In the testimony, Cosby admitted under oath that he obtained a prescription for the now-illegal drug in the 1970s and gave it to women he wanted to have sex with. 

Judge Steven O’Neill’s decision to admit the testimony represents a win for prosecutors, who are attempting to portray Cosby as a habitual abuser in the criminal case brought by former Temple University basketball coach Andrea Constand. It also means that jurors will hear the same admissions as in the original trial ― but this time, paired with testimony from five other accusers.

O’Neill ruled in March that the five additional accusers could testify in court because their claims closely match Constand’s. Only one other accuser, Kelly Johnson, who worked for Cosby’s agent, was permitted to give testimony the first time around.

Constand says Cosby, now 80, drugged and sexually assaulted her at his Philadelphia home in 2004. He faces three counts of aggravated indecent assault. 

On Tuesday, the new jury began hearing Cosby’s account of what happened with Constand, which also came from his 2005 testimony. According to Cosby, he gave Constand cold and allergy medicine at his home to help her relax before touching her sexually. The entertainer said Constand did not object to being touched, and his lawyers say there is no evidence that he gave Constand quaaludes instead of over-the-counter medicine.

Johnson won’t take the stand again in the retrial. Instead, prosecutors will try to corroborate Constand’s experience with testimony from former bartender Janice Baker-Kinney and former models Heidi Thomas, Chelan Lasha, Lise-Lotte Lublin and Janice Dickinson. 

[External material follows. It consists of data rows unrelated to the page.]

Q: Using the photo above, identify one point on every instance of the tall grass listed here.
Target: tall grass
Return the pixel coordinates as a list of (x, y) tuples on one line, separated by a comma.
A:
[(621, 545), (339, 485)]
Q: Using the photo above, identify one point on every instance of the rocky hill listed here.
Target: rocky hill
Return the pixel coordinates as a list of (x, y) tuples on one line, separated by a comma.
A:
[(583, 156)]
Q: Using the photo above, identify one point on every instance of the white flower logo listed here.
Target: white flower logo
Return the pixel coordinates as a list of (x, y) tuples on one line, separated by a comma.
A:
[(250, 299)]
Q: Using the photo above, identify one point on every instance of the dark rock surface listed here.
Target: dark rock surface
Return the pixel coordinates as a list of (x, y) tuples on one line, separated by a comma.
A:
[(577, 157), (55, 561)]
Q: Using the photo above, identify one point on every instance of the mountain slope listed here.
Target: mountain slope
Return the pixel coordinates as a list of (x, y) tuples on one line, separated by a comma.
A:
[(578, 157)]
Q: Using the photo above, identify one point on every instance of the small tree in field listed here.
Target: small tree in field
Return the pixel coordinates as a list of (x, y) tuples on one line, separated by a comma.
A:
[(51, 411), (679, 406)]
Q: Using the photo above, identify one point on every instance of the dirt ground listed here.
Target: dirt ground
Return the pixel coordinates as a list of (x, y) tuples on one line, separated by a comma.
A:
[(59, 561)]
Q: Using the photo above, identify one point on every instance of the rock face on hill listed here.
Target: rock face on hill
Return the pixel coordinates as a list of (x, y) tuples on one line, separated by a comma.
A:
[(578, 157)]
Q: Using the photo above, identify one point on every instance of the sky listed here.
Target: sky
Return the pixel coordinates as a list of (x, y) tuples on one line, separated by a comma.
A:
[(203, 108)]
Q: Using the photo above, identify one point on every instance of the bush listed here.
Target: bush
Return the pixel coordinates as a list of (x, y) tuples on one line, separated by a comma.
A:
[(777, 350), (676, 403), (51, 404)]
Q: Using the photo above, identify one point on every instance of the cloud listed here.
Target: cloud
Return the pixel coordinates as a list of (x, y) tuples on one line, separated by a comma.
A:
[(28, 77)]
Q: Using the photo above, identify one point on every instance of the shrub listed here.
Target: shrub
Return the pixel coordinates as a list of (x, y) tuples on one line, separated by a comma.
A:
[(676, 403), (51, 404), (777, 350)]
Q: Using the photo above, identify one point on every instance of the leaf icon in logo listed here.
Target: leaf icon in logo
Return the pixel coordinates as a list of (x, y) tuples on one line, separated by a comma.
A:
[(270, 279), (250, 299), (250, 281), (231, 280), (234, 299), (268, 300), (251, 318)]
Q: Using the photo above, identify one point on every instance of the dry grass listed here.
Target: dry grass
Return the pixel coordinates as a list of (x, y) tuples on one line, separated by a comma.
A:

Cosby’s 2005 testimony originated from Constand’s civil suit against the comedian, brought about a year after the alleged assault. That case was settled for around $3.4 million and the testimony sealed ― until a judge unsealed it in 2015. Authorities then filed charges against Cosby late that year.

A hung jury resulted in a mistrial last June.

The retrial, however, is the first jury trial of a high-profile figure since the Me Too movement against sexual misconduct started gaining steam.